Considerations on Stemming and Pre-trainned word embeddings

Hi,

Assuming I have an encoder-decoder seq2seq model (for abstractive text summarization) and I have some embedding layers before the encoder and the decoder.

If I decide to stem during the preprocessing phase, does that mean I should train the embedding layers and never used a pre-trained embedding layer such as GloVe, where I can see the keys are not stemmed?

Should I perform some pre-processing of the keys from GloVe? I can force lots problems if someone did that, since given a root, which vector would you apply?

How should I think about this? What are the most common scenarios when it comes to making the decisions of whether to stem and whether to use pre-trained embedding layers.

Thank you.

Hi @newboadki

I’m not sure you understand, but these are two separate questions/topics (stemming and pre-training). I say that because of:

So, stemming or not stemming is a different question from whether to use pre-trained embeddings or not. These two questions have nothing in common. The analogy to illustrate the point - should I use stemming or should I use a GPU.

Stemming is an old technique which has it uses for certain applications - usually simple. Modern pre-processing techniques makes use of Byte Pair Encoding and other algorithms to create tokens (usually subwords).
So, if you are playing around with the toy problem, then decision to stem or not to stem would come from simple trials (are your results better or not). But if you are trying to solve some complex NLP problem, stemming most probably is not a solution.

Another question that you have is whether to use pre-trained embeddings or not. The answer again depends on your application. But one important thing to understand that embeddings are an integral part of the model - in other words, you cannot take embeddings from one model and use it another with different goals and architecture they were designed for.
So, again, if you’re just playing around with Glove embeddings to find some correlations or whatever, then you can use them with caution (do not try to see things after the analysis; on the contrary, first have a hypothesis only then check if it’s true). And, if you are building a more sophisticated application, you could use something like BERT. Note that the tokenizer is already fixed but you can fine-tune the model for your application (an explanation on BERT embeddings).

Cheers

Thank you for your reply and the links you provided.

Some follow up questions.

I get that stemming and using pre-trained embeddings (or embeddings in general) are two separate topics.

And I get from your answer that using both together might not be common. But my original question was more about understanding the potential scenario of wanting to stem and also use a pre-trained word embedding like Glove. I remember seeing some code samples in Kaggle, that I can’t find anymore, where an embedding layer was created using the Glove embeddings. The way this was done was by placing the word vector coefficients at specific indexes in the matrix. The indexes were the tokens assigned by the Tokenizer from TensorFlow.

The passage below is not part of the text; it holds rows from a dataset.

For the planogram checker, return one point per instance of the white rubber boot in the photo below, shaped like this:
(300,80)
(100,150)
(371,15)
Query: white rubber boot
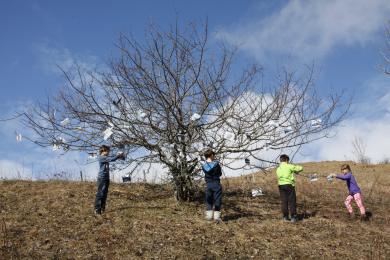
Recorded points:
(209,215)
(217,216)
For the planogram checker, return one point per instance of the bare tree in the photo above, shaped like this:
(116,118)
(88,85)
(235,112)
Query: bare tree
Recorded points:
(359,150)
(386,51)
(166,99)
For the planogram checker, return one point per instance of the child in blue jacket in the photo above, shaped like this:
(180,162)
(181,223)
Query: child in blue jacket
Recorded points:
(103,180)
(212,173)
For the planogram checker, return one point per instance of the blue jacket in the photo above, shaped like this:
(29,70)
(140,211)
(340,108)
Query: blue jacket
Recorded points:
(104,165)
(212,171)
(353,188)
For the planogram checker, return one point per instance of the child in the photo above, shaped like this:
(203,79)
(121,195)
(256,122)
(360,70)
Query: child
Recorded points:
(212,171)
(354,191)
(103,180)
(286,181)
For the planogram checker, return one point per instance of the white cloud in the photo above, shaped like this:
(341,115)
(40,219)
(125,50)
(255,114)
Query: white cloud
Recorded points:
(310,29)
(51,59)
(370,122)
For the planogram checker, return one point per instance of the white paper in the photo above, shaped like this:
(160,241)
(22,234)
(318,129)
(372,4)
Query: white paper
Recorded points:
(56,147)
(92,156)
(316,123)
(107,133)
(65,122)
(195,117)
(273,123)
(287,129)
(228,136)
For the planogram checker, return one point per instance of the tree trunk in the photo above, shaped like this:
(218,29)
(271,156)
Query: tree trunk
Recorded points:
(184,186)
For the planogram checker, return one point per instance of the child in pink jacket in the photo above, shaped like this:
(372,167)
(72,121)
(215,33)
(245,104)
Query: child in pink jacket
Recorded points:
(354,191)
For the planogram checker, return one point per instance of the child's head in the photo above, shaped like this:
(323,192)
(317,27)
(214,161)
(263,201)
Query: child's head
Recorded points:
(345,168)
(284,158)
(104,150)
(209,154)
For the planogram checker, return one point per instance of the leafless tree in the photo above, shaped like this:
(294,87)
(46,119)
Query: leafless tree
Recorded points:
(386,51)
(168,98)
(359,150)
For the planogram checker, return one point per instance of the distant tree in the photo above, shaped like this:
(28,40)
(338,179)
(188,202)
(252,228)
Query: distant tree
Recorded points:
(386,51)
(359,150)
(164,100)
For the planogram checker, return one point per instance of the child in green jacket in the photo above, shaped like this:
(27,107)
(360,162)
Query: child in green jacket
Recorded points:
(286,181)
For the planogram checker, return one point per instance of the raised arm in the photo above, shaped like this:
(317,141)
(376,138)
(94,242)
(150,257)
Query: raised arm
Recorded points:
(344,176)
(110,158)
(296,168)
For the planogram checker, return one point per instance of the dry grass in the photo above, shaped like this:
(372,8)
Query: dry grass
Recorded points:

It was this, that made me link the stemming and the construction of that embedding layer, since the word keys from Glove are not stemmed.

It is worth mentioning that this example was not stemming, thus my question of what should be done if the two were to be used together, or if they were never used together.

Regarding your comment

you cannot take embeddings from one model and use it another with different goals and architecture they were designed for.
Blockquote

I was referring to a pre-trained embedding layer, not to be further modified during the training of my model. That should be OK, right?

Cheers

The saying goes: never say never :slight_smile: but in this case it is close to never. Glove embeddings are not context dependent which means that what the words can represent are very constrained. On top of that stemming would constrain the representations even further while loosing the information and saving only a small amount of space (a bit smaller vocabulary).
To better understand what I’m saying, it is better to make things concrete by an example. - in Glove, the embedding of the word “bank” is the same for “river bank” and “bank account” which means that the embedding is lacking some information about the word. Now think of what happens when you stem the word “banking” - it becomes the word “bank”, which further reduces the information the model can have - it cannot distinguish between “banking” and “bank”.
In other words, you would loose much more than you would gain. The model would start poorly after stemming and would converge to an eventually inferior (in performance) model.

I’m not sure I understand your question.
There are different fine-tuning techniques. You can fine-tune only some layers (including the embedding layer, or only the embedding layer), you can fine-tune all layers (including the embedding layer) or you can fine-tune additional layers (leaving the embedding layer and other original layers frozen) and also other fine-tuning techniques. So it depends on case by case.

Cheers

Thank you for your answer @arvyzukai !! I hadn’t noticed the new reply.